Legault et la CAQ encore plus niaiseusement drôles

«Legault prend garde d’effaroucher Google et cie. Taxer les GAFAM en l’absence d’entente internationale serait risqué, dit-il» (Le Devoir, 11 décembre 2019). Quelle hypocrisie et quelle lâcheté. Prétendre attendre une entente «internationale» qui est impossible à réaliser est une autre façon de dire qu’il ne veut pas les taxer. Par contre, la CAQ a inondé Google et Amazon de subventions gouvernementales et de juteux contrats gouvernementaux. Une autre bonne : «François Legault appelle à la prudence concernant la taxation des GAFA» (Radio-Canada, 10 décembre 2019). Oui, on peut mourir en paix, on a tout entendu et on est humainement incapable d’en entendre davantage.  

Et aussi Uber en Grande-Bretagne

Même si dans les faits les chauffeurs de Uber sont des salariés en bonne et due forme, les gouvernements du Québec et du Canada les ont toujours considérés comme des travailleurs autonomes (des entrepreneurs, quoi!) afin que la transnationale américaine n’ait pas à payer aucun avantage social et puisse continuer à sous-payer ses travailleurs précaires de la «gig-economy». L’ancien gouvernement libéral de Philippe Couillard avait même poussé l’odieux jusqu’à appeler cette exploitation systématique des gens les plus vulnérables «d’économie de partage». Partage de la misère ou la représentation factuelle de la théorie du ruissellement de la richesse tellement prisée par l’ex-première ministre péquiste, la châtelaine Pauline Marois.
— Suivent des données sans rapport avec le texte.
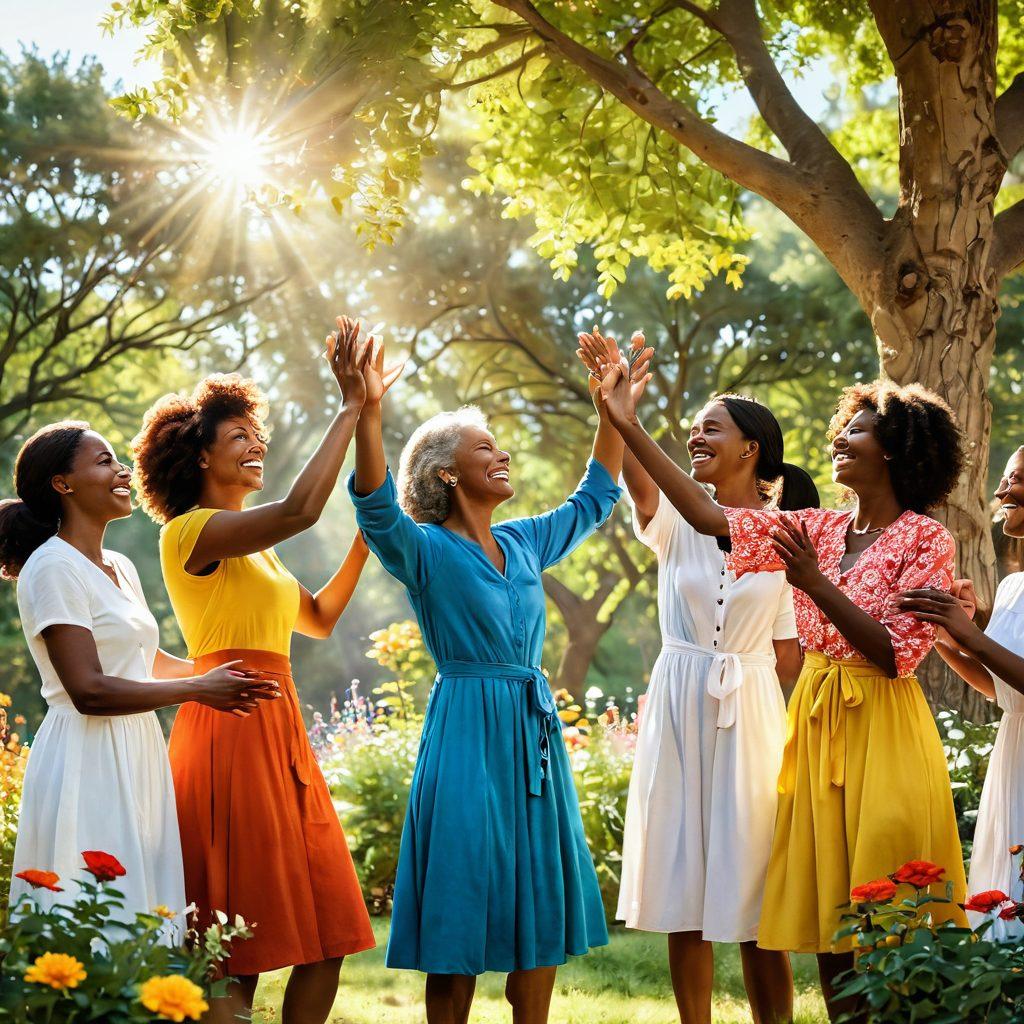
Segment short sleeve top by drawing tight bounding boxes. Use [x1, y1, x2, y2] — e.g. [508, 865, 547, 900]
[160, 509, 299, 658]
[725, 509, 955, 676]
[985, 572, 1024, 715]
[633, 494, 797, 654]
[17, 537, 160, 708]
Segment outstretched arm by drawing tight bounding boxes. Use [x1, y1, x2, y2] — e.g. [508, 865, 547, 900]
[185, 316, 372, 573]
[295, 532, 370, 640]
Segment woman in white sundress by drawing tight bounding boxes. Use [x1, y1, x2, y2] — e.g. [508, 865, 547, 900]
[0, 421, 276, 941]
[903, 449, 1024, 942]
[581, 327, 818, 1024]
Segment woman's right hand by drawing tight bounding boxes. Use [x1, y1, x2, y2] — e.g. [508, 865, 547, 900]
[327, 316, 373, 410]
[193, 660, 281, 718]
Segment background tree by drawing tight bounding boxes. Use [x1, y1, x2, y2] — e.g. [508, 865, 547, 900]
[113, 0, 1024, 626]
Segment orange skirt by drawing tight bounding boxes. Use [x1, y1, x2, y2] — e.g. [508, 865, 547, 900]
[170, 650, 374, 975]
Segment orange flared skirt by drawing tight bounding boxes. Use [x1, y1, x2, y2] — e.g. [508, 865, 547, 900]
[170, 650, 374, 975]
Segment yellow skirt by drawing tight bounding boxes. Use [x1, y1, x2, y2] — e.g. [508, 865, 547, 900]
[758, 651, 967, 953]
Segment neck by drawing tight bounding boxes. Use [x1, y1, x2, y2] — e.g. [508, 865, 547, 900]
[715, 474, 765, 509]
[853, 487, 903, 529]
[444, 501, 495, 544]
[196, 484, 249, 512]
[57, 512, 106, 564]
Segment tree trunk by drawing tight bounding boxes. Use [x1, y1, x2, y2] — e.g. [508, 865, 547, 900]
[868, 0, 1006, 718]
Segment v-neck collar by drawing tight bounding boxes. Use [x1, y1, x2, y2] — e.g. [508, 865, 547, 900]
[53, 534, 131, 598]
[836, 509, 910, 580]
[437, 522, 509, 583]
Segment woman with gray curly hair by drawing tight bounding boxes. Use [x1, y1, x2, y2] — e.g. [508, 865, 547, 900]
[349, 329, 652, 1024]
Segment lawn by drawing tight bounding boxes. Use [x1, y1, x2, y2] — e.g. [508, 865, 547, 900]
[253, 919, 826, 1024]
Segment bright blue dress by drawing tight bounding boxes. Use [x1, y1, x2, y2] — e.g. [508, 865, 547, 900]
[348, 460, 621, 975]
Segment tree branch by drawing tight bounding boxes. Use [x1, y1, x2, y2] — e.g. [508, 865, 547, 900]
[991, 199, 1024, 281]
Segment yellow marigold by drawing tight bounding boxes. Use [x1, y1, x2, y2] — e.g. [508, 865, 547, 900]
[25, 953, 86, 989]
[138, 974, 210, 1024]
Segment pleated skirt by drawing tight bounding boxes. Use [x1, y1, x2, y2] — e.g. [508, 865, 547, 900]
[387, 678, 608, 975]
[170, 650, 374, 975]
[758, 651, 967, 952]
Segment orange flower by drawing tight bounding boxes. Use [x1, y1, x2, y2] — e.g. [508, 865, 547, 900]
[964, 889, 1009, 913]
[850, 879, 896, 903]
[889, 860, 946, 889]
[82, 850, 126, 882]
[14, 868, 63, 893]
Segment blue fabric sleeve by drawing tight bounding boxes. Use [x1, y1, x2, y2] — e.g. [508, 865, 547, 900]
[502, 459, 623, 569]
[348, 470, 438, 593]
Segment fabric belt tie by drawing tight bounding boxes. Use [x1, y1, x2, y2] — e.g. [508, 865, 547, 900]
[437, 662, 561, 797]
[662, 637, 775, 729]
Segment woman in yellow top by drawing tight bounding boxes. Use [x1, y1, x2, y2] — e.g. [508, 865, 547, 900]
[134, 317, 397, 1024]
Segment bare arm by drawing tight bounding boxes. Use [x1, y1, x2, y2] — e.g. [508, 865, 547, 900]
[295, 532, 370, 640]
[43, 625, 280, 717]
[185, 316, 371, 573]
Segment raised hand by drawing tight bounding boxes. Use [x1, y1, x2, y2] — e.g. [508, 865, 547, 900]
[362, 329, 406, 406]
[325, 316, 373, 409]
[195, 660, 281, 718]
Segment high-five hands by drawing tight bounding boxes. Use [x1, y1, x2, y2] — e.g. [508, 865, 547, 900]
[577, 325, 654, 423]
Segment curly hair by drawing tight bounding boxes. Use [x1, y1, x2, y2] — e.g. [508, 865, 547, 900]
[131, 374, 267, 523]
[398, 406, 487, 523]
[828, 380, 964, 513]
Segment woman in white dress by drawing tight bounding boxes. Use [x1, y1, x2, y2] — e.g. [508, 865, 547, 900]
[0, 421, 276, 938]
[903, 449, 1024, 942]
[581, 335, 818, 1024]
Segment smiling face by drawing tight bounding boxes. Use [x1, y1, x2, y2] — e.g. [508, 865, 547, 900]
[995, 449, 1024, 538]
[686, 401, 758, 484]
[444, 426, 515, 506]
[199, 416, 267, 494]
[831, 409, 889, 494]
[51, 430, 131, 523]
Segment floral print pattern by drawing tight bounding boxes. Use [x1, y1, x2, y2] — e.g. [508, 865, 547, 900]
[725, 509, 955, 676]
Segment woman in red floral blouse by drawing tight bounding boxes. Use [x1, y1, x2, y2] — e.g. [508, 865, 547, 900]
[601, 368, 966, 1019]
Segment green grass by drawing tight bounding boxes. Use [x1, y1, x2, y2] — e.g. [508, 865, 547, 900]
[253, 919, 826, 1024]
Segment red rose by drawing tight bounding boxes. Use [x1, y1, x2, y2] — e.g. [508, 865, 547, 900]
[14, 867, 63, 893]
[999, 900, 1024, 921]
[82, 850, 126, 882]
[850, 879, 896, 903]
[964, 889, 1010, 913]
[889, 860, 946, 889]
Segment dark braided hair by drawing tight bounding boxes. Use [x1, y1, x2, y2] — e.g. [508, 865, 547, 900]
[131, 374, 267, 522]
[712, 394, 821, 510]
[828, 380, 964, 513]
[0, 420, 89, 580]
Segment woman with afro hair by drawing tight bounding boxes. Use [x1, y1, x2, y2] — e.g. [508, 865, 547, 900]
[602, 366, 966, 1020]
[133, 317, 385, 1024]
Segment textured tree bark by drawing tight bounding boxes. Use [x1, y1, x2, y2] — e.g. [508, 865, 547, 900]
[867, 0, 1007, 717]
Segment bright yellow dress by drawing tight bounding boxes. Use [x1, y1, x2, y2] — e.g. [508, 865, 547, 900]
[160, 509, 374, 975]
[726, 509, 967, 952]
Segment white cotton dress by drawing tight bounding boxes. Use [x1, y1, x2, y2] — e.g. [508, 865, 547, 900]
[617, 496, 797, 942]
[968, 572, 1024, 941]
[10, 537, 185, 940]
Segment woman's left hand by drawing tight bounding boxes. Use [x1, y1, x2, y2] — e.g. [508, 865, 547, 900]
[895, 588, 981, 648]
[771, 517, 824, 594]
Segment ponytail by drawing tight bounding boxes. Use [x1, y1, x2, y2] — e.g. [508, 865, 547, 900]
[778, 462, 821, 512]
[0, 420, 89, 580]
[712, 394, 821, 511]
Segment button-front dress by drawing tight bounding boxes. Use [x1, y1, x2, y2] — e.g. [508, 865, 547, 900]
[616, 495, 797, 942]
[968, 572, 1024, 942]
[725, 509, 967, 952]
[349, 461, 620, 975]
[10, 537, 185, 940]
[160, 509, 374, 975]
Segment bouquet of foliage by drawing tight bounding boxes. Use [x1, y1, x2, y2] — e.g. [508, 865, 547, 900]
[836, 846, 1024, 1024]
[0, 850, 252, 1024]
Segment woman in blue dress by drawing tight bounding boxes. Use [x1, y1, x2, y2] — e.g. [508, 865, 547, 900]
[349, 333, 650, 1024]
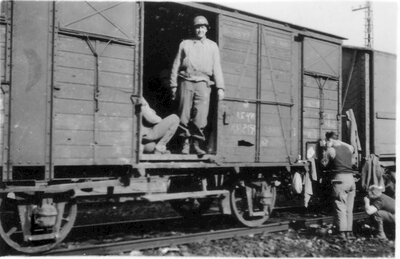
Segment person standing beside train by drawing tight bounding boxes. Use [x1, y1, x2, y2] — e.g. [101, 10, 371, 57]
[326, 132, 356, 241]
[170, 16, 224, 155]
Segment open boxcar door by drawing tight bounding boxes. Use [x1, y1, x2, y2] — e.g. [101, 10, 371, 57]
[302, 37, 341, 154]
[52, 1, 141, 169]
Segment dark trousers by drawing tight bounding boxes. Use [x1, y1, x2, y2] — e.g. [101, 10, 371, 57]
[142, 114, 179, 153]
[178, 80, 211, 140]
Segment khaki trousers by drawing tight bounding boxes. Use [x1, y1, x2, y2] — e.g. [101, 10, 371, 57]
[178, 79, 211, 139]
[333, 173, 356, 231]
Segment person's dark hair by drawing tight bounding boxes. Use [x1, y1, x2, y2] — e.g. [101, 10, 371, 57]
[325, 131, 338, 139]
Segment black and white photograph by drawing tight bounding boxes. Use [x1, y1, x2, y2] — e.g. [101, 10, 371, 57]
[0, 0, 400, 258]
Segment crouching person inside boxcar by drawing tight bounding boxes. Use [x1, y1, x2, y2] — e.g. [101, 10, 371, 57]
[170, 16, 224, 155]
[364, 185, 396, 240]
[141, 98, 179, 154]
[326, 132, 356, 241]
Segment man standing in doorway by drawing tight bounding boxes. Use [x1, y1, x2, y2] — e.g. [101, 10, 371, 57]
[170, 16, 224, 155]
[326, 132, 356, 241]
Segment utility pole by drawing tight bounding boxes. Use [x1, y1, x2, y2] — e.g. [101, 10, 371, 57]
[352, 1, 373, 48]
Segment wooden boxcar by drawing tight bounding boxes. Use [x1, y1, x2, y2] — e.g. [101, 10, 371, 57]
[0, 1, 342, 253]
[342, 46, 396, 166]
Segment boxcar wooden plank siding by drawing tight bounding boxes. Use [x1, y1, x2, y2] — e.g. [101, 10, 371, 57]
[53, 82, 94, 101]
[56, 1, 136, 41]
[0, 24, 6, 164]
[54, 27, 135, 167]
[220, 17, 257, 99]
[218, 102, 256, 162]
[371, 51, 399, 156]
[304, 38, 341, 77]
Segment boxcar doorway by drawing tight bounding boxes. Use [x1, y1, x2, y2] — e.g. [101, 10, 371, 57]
[143, 2, 217, 154]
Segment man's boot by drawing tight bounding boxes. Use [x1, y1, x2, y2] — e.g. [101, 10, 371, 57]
[375, 216, 387, 240]
[193, 139, 207, 156]
[181, 138, 190, 155]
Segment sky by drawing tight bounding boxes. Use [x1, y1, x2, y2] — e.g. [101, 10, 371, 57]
[212, 0, 399, 53]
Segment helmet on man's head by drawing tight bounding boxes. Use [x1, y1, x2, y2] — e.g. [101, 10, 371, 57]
[193, 15, 209, 27]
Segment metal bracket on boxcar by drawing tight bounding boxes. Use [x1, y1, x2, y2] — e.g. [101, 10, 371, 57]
[130, 94, 143, 113]
[0, 82, 10, 94]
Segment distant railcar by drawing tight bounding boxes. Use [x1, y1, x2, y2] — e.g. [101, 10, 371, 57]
[342, 46, 397, 167]
[0, 1, 358, 253]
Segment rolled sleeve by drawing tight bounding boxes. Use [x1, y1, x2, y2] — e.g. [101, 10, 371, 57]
[213, 44, 225, 89]
[170, 41, 184, 87]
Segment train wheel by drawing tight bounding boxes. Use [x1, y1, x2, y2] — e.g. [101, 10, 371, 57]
[0, 196, 77, 254]
[230, 181, 276, 227]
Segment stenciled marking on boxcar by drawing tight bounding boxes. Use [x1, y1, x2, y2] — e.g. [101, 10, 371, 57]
[236, 111, 256, 122]
[260, 137, 269, 147]
[231, 123, 256, 136]
[24, 49, 42, 92]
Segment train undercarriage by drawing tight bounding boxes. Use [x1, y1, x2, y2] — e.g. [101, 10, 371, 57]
[0, 164, 304, 254]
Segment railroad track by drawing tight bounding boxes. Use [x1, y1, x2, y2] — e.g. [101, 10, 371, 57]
[44, 212, 367, 255]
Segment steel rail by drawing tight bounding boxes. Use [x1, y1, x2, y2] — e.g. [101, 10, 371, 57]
[44, 213, 367, 255]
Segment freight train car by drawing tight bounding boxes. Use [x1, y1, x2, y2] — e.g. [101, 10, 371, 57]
[0, 1, 343, 253]
[341, 46, 396, 167]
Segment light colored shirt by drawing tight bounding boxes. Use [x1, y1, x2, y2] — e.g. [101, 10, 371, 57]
[141, 98, 162, 136]
[170, 38, 225, 89]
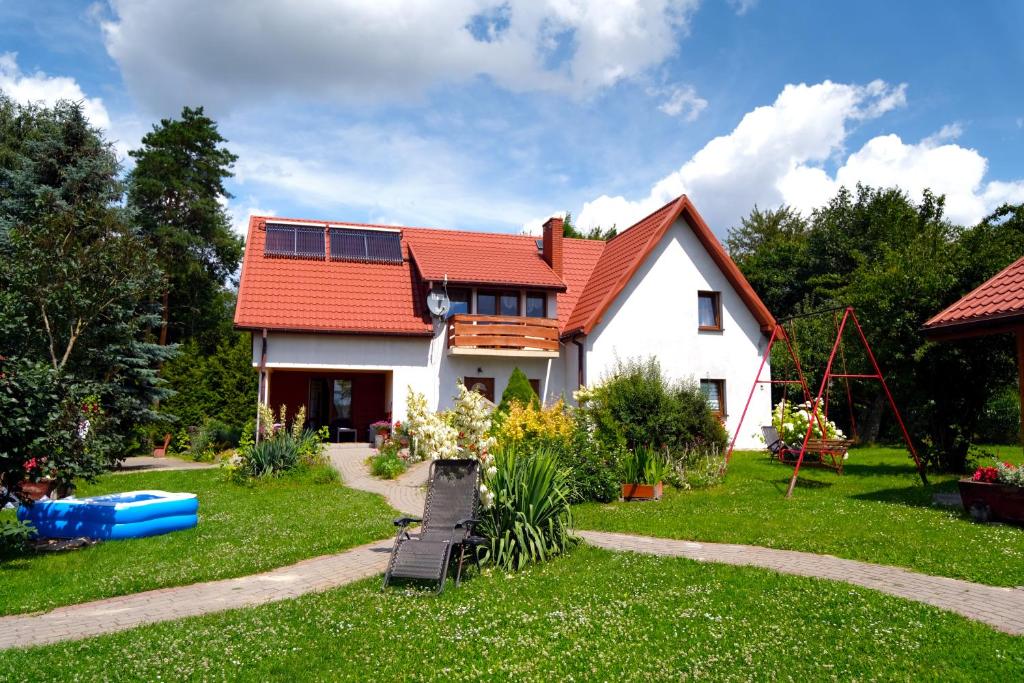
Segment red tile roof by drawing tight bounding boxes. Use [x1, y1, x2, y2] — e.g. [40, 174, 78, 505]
[234, 216, 433, 335]
[562, 195, 775, 334]
[234, 197, 774, 336]
[925, 257, 1024, 331]
[402, 227, 565, 290]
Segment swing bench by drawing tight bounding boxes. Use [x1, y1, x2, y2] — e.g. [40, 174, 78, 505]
[761, 425, 853, 474]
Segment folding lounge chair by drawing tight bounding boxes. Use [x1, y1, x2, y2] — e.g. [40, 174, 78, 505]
[384, 460, 480, 593]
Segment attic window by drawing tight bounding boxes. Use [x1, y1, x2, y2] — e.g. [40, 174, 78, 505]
[331, 227, 401, 263]
[263, 223, 325, 259]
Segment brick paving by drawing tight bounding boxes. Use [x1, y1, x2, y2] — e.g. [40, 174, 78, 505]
[579, 531, 1024, 636]
[0, 444, 1024, 649]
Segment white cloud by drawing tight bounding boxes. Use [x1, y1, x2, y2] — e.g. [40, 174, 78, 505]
[647, 85, 708, 121]
[0, 52, 111, 130]
[102, 0, 698, 111]
[579, 81, 1024, 236]
[729, 0, 760, 16]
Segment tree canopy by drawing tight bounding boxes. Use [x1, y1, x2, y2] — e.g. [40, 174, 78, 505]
[128, 106, 243, 350]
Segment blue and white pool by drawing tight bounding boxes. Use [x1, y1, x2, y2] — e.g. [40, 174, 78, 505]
[17, 490, 199, 541]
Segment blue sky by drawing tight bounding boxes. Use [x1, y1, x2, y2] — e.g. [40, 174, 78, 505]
[0, 0, 1024, 237]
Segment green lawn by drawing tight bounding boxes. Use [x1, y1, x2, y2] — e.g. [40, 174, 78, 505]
[574, 449, 1024, 586]
[0, 547, 1024, 681]
[0, 467, 396, 618]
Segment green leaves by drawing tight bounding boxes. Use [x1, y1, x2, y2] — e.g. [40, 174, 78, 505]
[479, 450, 574, 570]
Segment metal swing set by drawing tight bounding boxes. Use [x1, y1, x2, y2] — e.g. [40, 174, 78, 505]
[724, 306, 928, 498]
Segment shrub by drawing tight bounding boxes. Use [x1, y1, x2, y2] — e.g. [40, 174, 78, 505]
[623, 445, 671, 484]
[478, 449, 575, 570]
[370, 439, 409, 479]
[498, 368, 541, 415]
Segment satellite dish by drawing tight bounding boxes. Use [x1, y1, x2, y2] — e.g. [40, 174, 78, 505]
[427, 290, 452, 317]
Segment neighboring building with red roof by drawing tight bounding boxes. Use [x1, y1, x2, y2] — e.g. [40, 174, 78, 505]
[234, 196, 774, 445]
[924, 252, 1024, 433]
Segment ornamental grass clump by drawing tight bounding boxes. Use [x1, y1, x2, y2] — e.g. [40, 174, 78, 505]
[477, 449, 575, 570]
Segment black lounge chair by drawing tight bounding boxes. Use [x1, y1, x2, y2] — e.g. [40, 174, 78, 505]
[384, 460, 480, 593]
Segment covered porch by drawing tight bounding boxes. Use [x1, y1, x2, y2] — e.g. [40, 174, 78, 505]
[260, 368, 393, 442]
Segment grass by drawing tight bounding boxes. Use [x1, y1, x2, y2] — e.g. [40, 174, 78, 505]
[573, 449, 1024, 586]
[0, 466, 395, 614]
[0, 547, 1024, 681]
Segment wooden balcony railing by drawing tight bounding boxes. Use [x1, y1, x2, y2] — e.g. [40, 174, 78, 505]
[449, 313, 558, 357]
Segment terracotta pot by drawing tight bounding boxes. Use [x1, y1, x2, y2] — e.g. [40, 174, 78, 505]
[18, 479, 57, 501]
[957, 479, 1024, 524]
[623, 481, 662, 501]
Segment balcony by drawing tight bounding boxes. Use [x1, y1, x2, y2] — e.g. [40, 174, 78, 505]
[449, 313, 558, 358]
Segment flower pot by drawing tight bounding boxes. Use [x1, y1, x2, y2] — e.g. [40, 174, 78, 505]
[18, 479, 57, 501]
[957, 479, 1024, 524]
[623, 481, 662, 501]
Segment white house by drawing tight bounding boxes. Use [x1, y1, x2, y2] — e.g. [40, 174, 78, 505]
[234, 196, 774, 446]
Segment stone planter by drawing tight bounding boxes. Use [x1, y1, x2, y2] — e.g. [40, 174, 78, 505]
[623, 481, 662, 501]
[17, 479, 57, 501]
[957, 479, 1024, 524]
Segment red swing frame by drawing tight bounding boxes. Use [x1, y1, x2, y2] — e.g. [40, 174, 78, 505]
[724, 306, 928, 498]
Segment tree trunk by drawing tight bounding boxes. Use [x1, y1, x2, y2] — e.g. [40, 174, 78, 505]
[860, 391, 886, 443]
[160, 290, 171, 346]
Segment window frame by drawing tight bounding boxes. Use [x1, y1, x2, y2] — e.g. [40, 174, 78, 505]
[522, 292, 548, 318]
[697, 290, 722, 332]
[700, 378, 729, 422]
[476, 290, 522, 317]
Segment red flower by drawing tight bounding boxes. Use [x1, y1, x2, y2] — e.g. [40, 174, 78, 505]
[971, 467, 999, 483]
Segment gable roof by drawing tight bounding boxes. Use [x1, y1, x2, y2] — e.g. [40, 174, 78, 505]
[234, 216, 433, 336]
[924, 257, 1024, 334]
[562, 195, 775, 335]
[402, 227, 565, 290]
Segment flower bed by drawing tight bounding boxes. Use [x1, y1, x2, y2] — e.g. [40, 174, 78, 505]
[958, 463, 1024, 524]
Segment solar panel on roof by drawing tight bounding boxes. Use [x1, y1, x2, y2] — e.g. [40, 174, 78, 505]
[331, 227, 401, 263]
[263, 223, 326, 259]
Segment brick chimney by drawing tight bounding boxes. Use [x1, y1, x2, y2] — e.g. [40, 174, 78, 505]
[544, 216, 562, 278]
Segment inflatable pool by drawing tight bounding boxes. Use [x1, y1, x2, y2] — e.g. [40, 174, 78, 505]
[17, 490, 199, 541]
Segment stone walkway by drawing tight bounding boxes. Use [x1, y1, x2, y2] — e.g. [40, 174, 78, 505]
[0, 444, 1024, 649]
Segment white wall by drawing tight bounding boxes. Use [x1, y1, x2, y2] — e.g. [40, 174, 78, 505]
[585, 219, 771, 447]
[253, 324, 575, 420]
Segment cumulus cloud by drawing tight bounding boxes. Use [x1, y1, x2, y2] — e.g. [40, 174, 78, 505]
[647, 85, 708, 121]
[579, 81, 1024, 236]
[0, 52, 111, 130]
[102, 0, 698, 110]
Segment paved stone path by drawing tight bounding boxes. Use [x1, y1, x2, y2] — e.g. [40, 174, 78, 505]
[0, 444, 1024, 649]
[328, 443, 430, 517]
[578, 531, 1024, 636]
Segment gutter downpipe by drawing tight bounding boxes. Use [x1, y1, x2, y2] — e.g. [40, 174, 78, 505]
[256, 328, 266, 443]
[572, 335, 587, 389]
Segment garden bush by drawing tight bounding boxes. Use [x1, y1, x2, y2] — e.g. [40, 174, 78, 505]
[577, 357, 728, 453]
[478, 447, 575, 570]
[370, 439, 409, 479]
[498, 368, 541, 415]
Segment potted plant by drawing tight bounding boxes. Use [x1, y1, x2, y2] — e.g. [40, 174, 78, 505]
[370, 420, 391, 449]
[958, 463, 1024, 524]
[623, 445, 669, 501]
[18, 458, 57, 501]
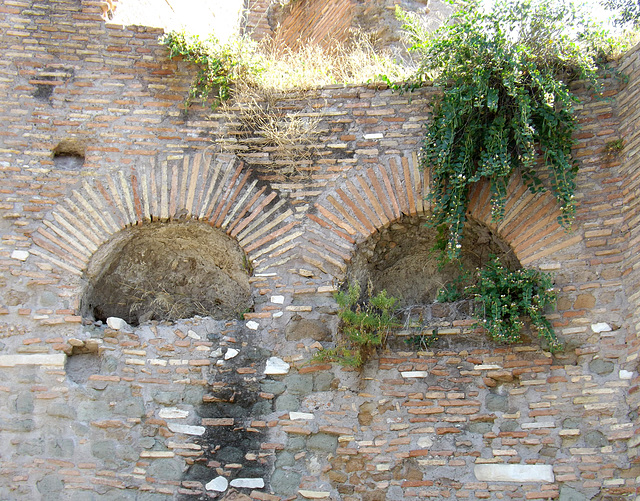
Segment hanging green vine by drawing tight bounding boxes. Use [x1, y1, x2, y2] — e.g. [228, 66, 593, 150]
[399, 0, 616, 259]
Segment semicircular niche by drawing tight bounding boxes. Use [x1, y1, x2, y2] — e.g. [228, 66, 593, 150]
[81, 221, 252, 326]
[347, 215, 520, 307]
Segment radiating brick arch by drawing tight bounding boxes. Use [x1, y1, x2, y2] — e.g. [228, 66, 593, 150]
[309, 154, 580, 272]
[468, 173, 582, 266]
[32, 153, 297, 275]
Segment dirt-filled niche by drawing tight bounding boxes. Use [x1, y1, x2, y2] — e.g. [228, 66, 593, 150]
[347, 216, 520, 307]
[81, 221, 252, 325]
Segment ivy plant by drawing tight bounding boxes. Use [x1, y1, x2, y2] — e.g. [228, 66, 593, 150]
[399, 0, 616, 259]
[468, 258, 560, 352]
[313, 282, 400, 368]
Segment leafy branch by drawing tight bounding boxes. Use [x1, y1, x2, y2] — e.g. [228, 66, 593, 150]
[399, 0, 606, 259]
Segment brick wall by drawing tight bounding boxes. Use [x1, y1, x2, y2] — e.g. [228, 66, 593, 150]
[0, 0, 638, 501]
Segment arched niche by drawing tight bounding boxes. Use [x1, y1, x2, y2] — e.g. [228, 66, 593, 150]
[346, 215, 520, 307]
[81, 221, 252, 325]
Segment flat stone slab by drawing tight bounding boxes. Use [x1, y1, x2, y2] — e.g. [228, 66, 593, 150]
[473, 464, 554, 482]
[289, 412, 315, 421]
[231, 478, 264, 489]
[167, 423, 206, 436]
[158, 407, 189, 419]
[298, 489, 331, 499]
[0, 353, 67, 367]
[107, 317, 127, 331]
[264, 357, 291, 374]
[204, 476, 229, 492]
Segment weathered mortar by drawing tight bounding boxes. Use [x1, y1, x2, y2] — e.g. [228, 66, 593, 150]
[0, 0, 640, 500]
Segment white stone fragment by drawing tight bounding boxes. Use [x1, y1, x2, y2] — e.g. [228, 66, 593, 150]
[167, 423, 205, 436]
[520, 421, 556, 430]
[158, 407, 189, 419]
[298, 489, 331, 499]
[231, 478, 264, 489]
[264, 357, 290, 374]
[0, 353, 67, 367]
[591, 322, 611, 334]
[204, 476, 229, 492]
[224, 348, 240, 360]
[289, 412, 315, 421]
[473, 464, 554, 482]
[400, 371, 429, 378]
[107, 317, 127, 331]
[418, 437, 433, 449]
[11, 250, 29, 261]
Que vois-je comme titre d’article paru dans Le Devoir du 17 mars 2021? Uber reconnaît (par obligation légale) aux chauffeurs britanniques le statut de salariés, une première mondiale». Pourtant, le Royaume-Uni est dirigé par le gouvernement conservateur de Boris Johnson. Le gouvernement canadien va tout faire pour que cette nouvelle loi britannique concernant les chauffeurs de Uber ne s’applique pas au Canada. Vous allez voir, ils vont trouver des motifs et des raisons pour justifier leur petitesse.

En passant, le salaire minimum est de 8,91 livres l’heure en Grande-Bretagne, ou de 15,51 dollars canadiens l’heure contre 13,50$ l’heure au Québec. Mais il ne faut surtout pas l’augmenter dans notre belle province au risque de voir toutes nos entreprises faire faillite que nous répètent en permanence le Conseil du patronat, son universitaire attaché, Pierre Fortin de l’UQAM, et son organisme de recherche qu’il finance, l’Institut économique de Montréal (IEDM).

En Espagne itou

Et encore contrairement au «plussss meilleur pays du monde» qu’est le Canada, comme disait Jean Chrétien, il se trouve qu’en Espagne : «Le gouvernement espagnol a pris les devants en annonçant une modification de son Code du travail, qui considère désormais automatiquement comme salariés les livreurs à domicile de toutes les plateformes» (Le Devoir, 17 mars 2021).